One key concern has been the potential overlap of the IHR reform process and the parallel process already underway of negotiations on a potential new pandemic convention, treaty or other instrument – which can potentially address  a broader set of issues and concerns, such as medicines and vaccines equity and related to that, support for better emergency preparedness and response in low and middle-income countries.  

The negotiations on the pandemic instrument are already underway under the guidance of an Intergovernmental Negotiation Board (INB), mandated by a special session of the World Health Assembly in November 2021.

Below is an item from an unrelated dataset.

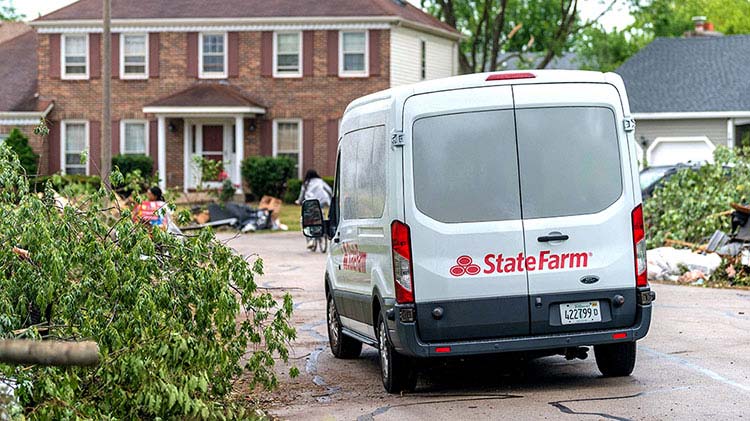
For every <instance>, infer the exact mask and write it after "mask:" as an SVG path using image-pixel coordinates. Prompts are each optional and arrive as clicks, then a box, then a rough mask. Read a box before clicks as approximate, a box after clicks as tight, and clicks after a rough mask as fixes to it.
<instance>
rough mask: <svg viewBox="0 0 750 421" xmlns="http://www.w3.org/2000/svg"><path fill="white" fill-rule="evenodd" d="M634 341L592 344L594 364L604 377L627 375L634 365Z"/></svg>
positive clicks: (634, 357) (634, 364) (635, 349)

Diplomats hope that by the time the negotiations over IHR reform get underway in serious in early 2023, the INB will have made some progress – and specific pandemic reform issues can be allocated to one or the other of the processes without too much overlap.

The aim is to make the two processes complementary, the senior US official said, with the IHR revisions starting later, but also concluding more rapidly – while the pandemic convention or treaty process continues.

“There’s been very strong engagement with the African group, and also with the Europeans and others, a lot of back and forth around this discussion of should there be a treaty or an international instrument,” the official said.

That dialogue contributed to “a lot of consensus-building over the course of this year, starting with the Executive Board in January, which endorsed in Decision 150(3), the concept of targeted, limited [IHR] amendments, without opening up the whole IHR for renegotiation. So that’s what we’ve been building on, and that’s what was adopted.”

Timeline for moving ahead on IHR reform

According to the timeline set out in the the decision on Tuesday, any and all member states may submit their proposals for revising the IHRs to the new WGIHR group by 30 September 2022.

The WGIHR group will sift through the proposals and draft a report, to be reviewed by the WHO Executive Board in their meeting of in January 2023. 

In parallel, the expert IHR Review Committee of experts will also complete its work – and make recommendations by early 2023. 

The aim, the senior US official told Health Policy Watch, is to then “put all that into the mix, and then the member state negotiation process can really begin in earnest.”

While the IHR negotiations will still take at least two years, not including the year for any new amendments to take force, there is a delicate balancing act that must be observed, the official said, referring to concerns that had emerged in talks with the African Group and other nations over the past week:

“We have to move with a sense of urgency and a sense of purpose. But frankly, these are also technically complex issues, relating to a lot of implementation challenges, not only in the executive branch, but legislative branches of governments.  So we have to give due consideration to the topics as well.”